Every Haas machine at OCC is fully networked, and has either a 20- or 40-gigabite hard drive, which Quinn accesses from his office. “I use my desktop to post the programs through Mastercam®,” he says. “I output that post, and send the NC code directly to the machine tool.”
The flawless finishes Quinn achieves on OCC’s famous appearance parts are the result of both his machining street smarts and the flexibility of this network setup. “The chaining tolerances I use in Mastercam are always evolving,” he admits, “I’m now down to about five millionths. This makes the programs extremely large, but you couldn’t ask for a finer finish. Since the programs are too big for resident memory, I do most of my wheel and surfacing files through DNC,” he explains. “Our chromers and polishers really love the finish we’re getting off the Haas machines.”
With the challenging expansion into production manufacturing alongside the custom-build television demands, nearly everyone in the OCC shop, including Quinn, is wearing a lot more hats these days: machinist, designer, fabricator, engineer, assembler and, of course, TV personality. Everyone has to be a little bit of everything – the classic definition of “Renaissance Men.”

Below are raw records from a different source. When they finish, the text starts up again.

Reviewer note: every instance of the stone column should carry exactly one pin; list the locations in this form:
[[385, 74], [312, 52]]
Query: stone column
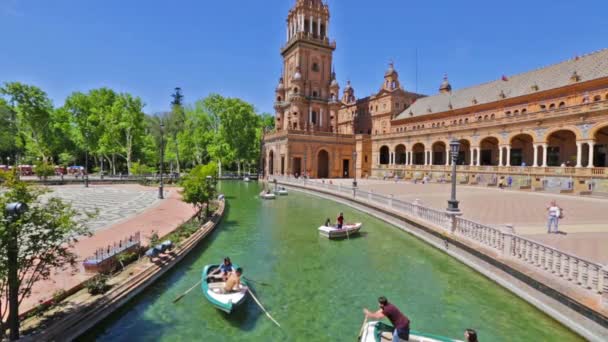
[[319, 28], [472, 156], [500, 148], [591, 146], [311, 19], [579, 154], [448, 159], [545, 147]]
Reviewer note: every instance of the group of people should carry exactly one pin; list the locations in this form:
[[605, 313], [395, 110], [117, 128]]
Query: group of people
[[230, 275], [401, 323], [339, 221]]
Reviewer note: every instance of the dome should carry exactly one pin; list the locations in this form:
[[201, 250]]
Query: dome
[[297, 76], [391, 70], [281, 86], [445, 85]]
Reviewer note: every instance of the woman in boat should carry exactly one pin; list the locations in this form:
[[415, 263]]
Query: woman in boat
[[470, 335], [225, 269], [400, 321], [340, 220], [234, 280]]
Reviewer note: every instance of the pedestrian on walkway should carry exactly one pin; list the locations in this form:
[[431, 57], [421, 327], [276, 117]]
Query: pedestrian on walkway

“Yeah, that’s kind of what we’ve become,” confides Quinn. “But this way, everybody knows the product a lot better than when we were niched, always doing the same job.” The change was absolutely necessary, he explains, to get OCC to where it is today. “When you consider some of the tight time frames we face, it’s obvious we can’t afford a machinist-versus-designer standoff around here,” says Quinn. “Everybody has to work together to put out bikes; our systems have to be efficient.” The crew has to give Paulie what he needs, when he needs it, and Senior what he wants, when he wants it!

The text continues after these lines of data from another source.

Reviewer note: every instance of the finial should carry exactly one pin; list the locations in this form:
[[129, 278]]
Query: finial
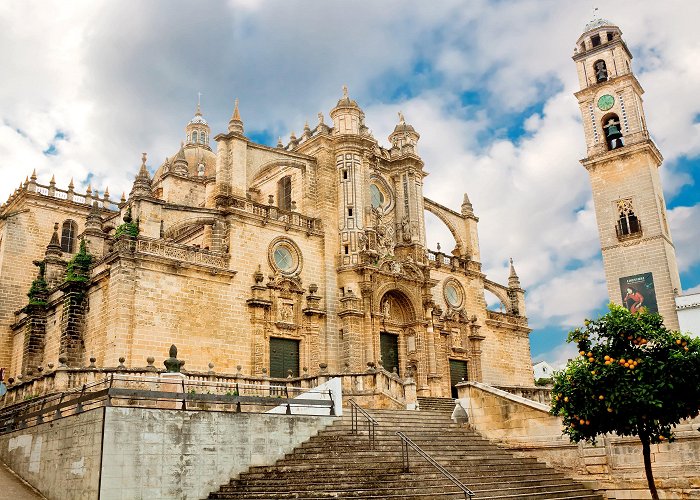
[[236, 113], [513, 280]]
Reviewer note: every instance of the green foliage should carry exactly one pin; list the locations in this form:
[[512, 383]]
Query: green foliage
[[633, 377], [78, 267], [38, 292]]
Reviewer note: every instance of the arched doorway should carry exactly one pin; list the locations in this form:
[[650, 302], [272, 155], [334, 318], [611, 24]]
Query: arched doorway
[[397, 316]]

Left unsaid is the fact that they must now also face the dogged demands of daily production.
After peering below the surface of OCC, it’s easier to value Senior’s hard-nosed work ethic, and to appreciate why nothing sets him off like “wasted time!” But, above everything else, this is a shop of talented, creative people influenced by the imaginative minds of Paulie and Mikey Teutul. If there’s any leftover time available, real renaissance men will find a way to fill it . . . with creative mischief.
So, when Senior has lobsters delivered, packed in dry ice, it’s only a matter of time before a tightly sealed bottle of dry ice chips and water is tossed out onto the floor, just outside his office. When the bottle reaches maximum pressure and explodes, so does Senior. The famous black door flies open with a vengeance and, once again, the prolific OCC shop becomes a video war zone.
Millions of smiling viewers the world over wouldn’t have it any other way.